Torus Network Model
Model of the torus network topology
CODES torus model uses realistic design parameters of a torus network, and we have validated our simulation results against the existing Blue Gene torus architecture. Similar to the Blue Gene architecture, CODES torus model uses a bubble escape virtual channel to prevent deadlocks. Following the specifications of the BG/Q 5D torus network, by default the CODES torus model has packets with a maximum size of 512 bytes, in which each packet is broken into flits of 32 bytes for transportation over the network. Our torus network model uses dimension-order routing to route packets. In this form of routing, the radix-k digits of the destination are used to direct network packets, one dimension at a time.
For more details about the torus network and its design, please see
Blue Gene/L torus interconnection network by Adiga, Blumrich et al.
The torus network model has a two LP types, a model-net LP and a torus node LP. The high-level messages are passed on to the model-net LP by either the MPI simulation layer or a synthetic workload generator. These messages are scheduled on to the underlying torus node LP in the form of network packets, which are then further broken into flits. Each torus node LP is connected to its neighbors via channels having a fixed buffer capacity. Similar to the dragonfly node LP, the torus network model also uses a credit-based flow control to regulate network traffic. Whenever a flit arrives at the torus network node, a hop delay based on the router speed and port bandwidth is added in order to simulate the processing time of the flit. Once all flits of a packet arrive at the destination torus node LP, they are forwarded to the receiving model-net layer LP, which notifies the higher level (MPI simulation layer or synthetic workload generator) layer about message arrival.
Configuring CODES torus network model
A simple config file for the CODES torus model can be found in codes-net/tests/conf. The configuration parameters are as follows:
- n_dims - the number of torus dimensions.
- dim_length - the length of each torus dimension. For example, "4,2,2,2" describes a four-dimensional, 4x2x2x2 torus.
- link_bandwidth - the bandwidth available per torus link (specified in GiB/sec).
- buffer_size - the buffer size available at each torus node. Buffer size is measured in number of flits or chunks (flit/chunk size is configurable using chunk_size parameter).
- num_vc - number of virtual channels (currently unused - all traffic goes through a single channel).
- chunk_size - element size per transfer, specified in bytes.
- Messages/packets are sent in individual chunks.
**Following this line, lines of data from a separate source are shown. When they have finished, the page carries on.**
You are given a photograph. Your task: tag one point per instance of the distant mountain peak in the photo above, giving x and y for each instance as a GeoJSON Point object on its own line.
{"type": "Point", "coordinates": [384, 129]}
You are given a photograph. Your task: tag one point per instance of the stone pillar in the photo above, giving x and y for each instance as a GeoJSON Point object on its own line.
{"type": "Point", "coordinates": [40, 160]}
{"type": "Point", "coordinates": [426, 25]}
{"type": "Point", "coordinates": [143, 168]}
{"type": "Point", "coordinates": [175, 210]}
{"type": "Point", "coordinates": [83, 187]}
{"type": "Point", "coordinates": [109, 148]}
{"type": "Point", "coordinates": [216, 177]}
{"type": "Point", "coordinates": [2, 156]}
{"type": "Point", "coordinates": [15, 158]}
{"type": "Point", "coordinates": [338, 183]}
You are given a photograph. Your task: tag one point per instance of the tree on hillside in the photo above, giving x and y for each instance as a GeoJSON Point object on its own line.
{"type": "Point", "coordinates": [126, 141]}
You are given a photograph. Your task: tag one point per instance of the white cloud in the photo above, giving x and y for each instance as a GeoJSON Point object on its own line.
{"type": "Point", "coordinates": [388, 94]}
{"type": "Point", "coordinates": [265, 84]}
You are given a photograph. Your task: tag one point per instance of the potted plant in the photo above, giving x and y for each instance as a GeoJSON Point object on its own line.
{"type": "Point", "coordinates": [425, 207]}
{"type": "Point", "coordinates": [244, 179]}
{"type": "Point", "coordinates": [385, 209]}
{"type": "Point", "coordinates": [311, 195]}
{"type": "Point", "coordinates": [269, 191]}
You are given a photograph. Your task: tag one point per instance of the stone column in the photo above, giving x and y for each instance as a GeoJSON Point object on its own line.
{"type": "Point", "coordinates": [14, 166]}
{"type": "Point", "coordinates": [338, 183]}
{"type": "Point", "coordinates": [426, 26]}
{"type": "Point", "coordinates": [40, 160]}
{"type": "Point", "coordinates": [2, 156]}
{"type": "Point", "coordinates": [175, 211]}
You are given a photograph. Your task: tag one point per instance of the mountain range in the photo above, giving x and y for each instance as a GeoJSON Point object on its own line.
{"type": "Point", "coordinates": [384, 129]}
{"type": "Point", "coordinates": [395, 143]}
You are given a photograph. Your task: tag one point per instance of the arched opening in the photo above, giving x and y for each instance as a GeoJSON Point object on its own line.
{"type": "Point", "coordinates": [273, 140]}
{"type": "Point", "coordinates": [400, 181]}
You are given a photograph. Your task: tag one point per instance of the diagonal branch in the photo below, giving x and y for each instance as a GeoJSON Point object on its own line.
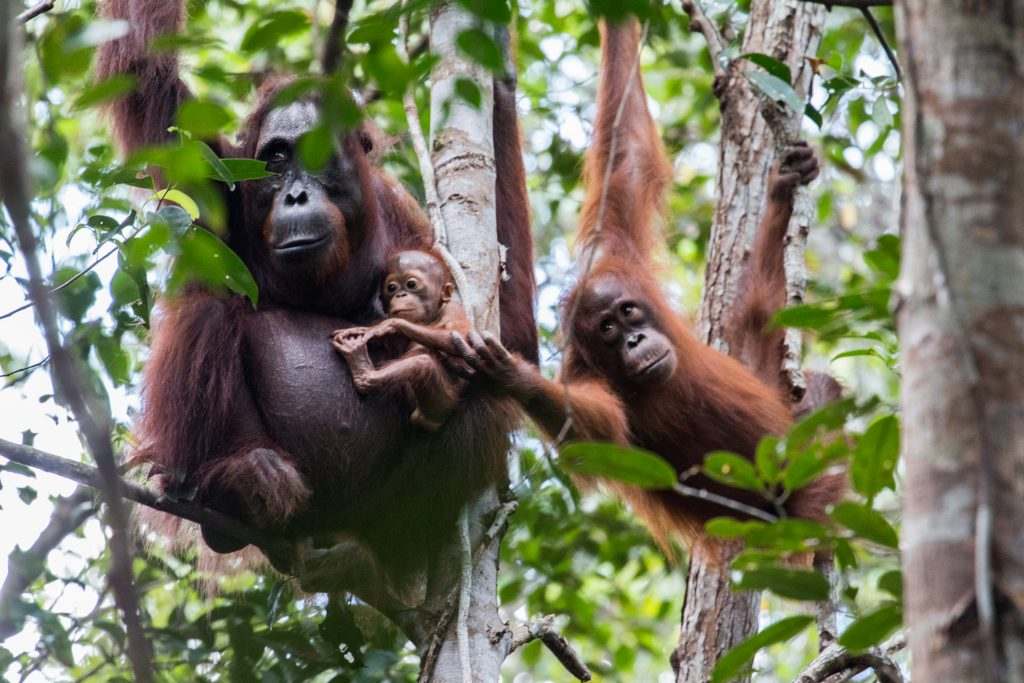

This is typically a small number (e.g., 32 bytes).
Running torus model test program
- To run the torus network model with the modelnet-test program, the following options are available
ROSS serial mode:
./tests/modelnet-test --sync=1 -- tests/conf/modelnet-test-torus.conf
ROSS optimistic mode:
mpirun -np 4 ./tests/modelnet-test --sync=3 -- tests/conf/modelnet-test-torus.conf
Running torus model with DUMPI application traces
codes-base needs to be configured with DUMPI. See codes-base/doc/GETTING_STARTED on how to configure codes-base with DUMPI
Design forward network traces are available at: http://portal.nersc.gov/project/CAL/designforward.htm
For illustration purposes, we use the AMG network trace with 27 MPI processes available for download at:
Note on trace reading - the input file prefix to the dumpi workload generator should be everything up to the rank number. E.g., if the dumpi files are of the form "dumpi-YYYY.MM.DD.HH.MM.SS-XXXX.bin", then the input should be "dumpi-YYYY.MM.DD.HH.MM.SS-"
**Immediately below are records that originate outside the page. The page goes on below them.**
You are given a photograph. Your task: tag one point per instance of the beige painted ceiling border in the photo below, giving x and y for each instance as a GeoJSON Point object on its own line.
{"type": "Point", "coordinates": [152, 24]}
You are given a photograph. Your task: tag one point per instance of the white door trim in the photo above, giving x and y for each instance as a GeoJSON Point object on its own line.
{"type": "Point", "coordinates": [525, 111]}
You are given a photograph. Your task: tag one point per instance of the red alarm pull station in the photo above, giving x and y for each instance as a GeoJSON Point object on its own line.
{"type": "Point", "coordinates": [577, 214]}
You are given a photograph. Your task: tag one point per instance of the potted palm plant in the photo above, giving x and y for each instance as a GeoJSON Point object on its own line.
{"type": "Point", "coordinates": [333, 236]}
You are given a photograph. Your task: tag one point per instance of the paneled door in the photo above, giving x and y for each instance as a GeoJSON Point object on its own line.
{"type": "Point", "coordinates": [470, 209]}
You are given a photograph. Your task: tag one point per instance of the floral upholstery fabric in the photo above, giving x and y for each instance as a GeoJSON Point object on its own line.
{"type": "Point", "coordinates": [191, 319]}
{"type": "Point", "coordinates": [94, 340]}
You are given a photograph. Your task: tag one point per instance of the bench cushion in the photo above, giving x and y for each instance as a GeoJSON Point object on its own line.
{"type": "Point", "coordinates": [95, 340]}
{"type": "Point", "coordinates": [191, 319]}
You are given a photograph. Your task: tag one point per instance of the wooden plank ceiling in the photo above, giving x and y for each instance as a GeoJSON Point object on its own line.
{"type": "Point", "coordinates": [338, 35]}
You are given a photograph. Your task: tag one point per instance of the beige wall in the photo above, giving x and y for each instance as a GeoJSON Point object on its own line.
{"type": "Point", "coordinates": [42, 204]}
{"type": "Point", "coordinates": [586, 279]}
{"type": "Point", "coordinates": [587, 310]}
Example torus model config file with network traces can be found at: src/models/network-workloads/conf/modelnet-mpi-test-torus.conf
Running CODES torus model with AMG 27 rank trace in optimistic mode:
mpirun -np 4 ./src/models/network-workloads/model-net-mpi-replay --sync=3 --batch=2 --workload_type="dumpi" --num_net_traces=27 --disable_compute=1 --workload_file=../../df_traces/AMG/df_AMG_n27_dumpi/dumpi-2014.03.03.14.55.00- -- ../src/models/network-workloads/conf/modelnet-mpi-test-torus.conf
batch is ROSS specific parameter that specifies the number of iterations the simulation must process before checking the top event scheduling loop for anti-messages. A smaller batch size comes with fewer rollbacks. The GVT synchronization is done after every batch*gvt-interval epochs (gvt-interval is 16 by default).
num_net_traces is the number of MPI processes to be simulated from the trace file. With the torus and dragonfly networks, the number of simulated network nodes may not exactly match the number of MPI processes. This is because the simulated network nodes increase in specific increments for e.g. the number of routers in a dragonfly define the network size and the number of dimensions, dimension length defines the network nodes in the torus. Due to this mismatch, we must ensure that the network nodes in the config file are equal to or greater than the MPI processes to be simulated from the trace.
disable_compute is an optional parameter which if set, will make the simulation disregard the compute times from the MPI traces.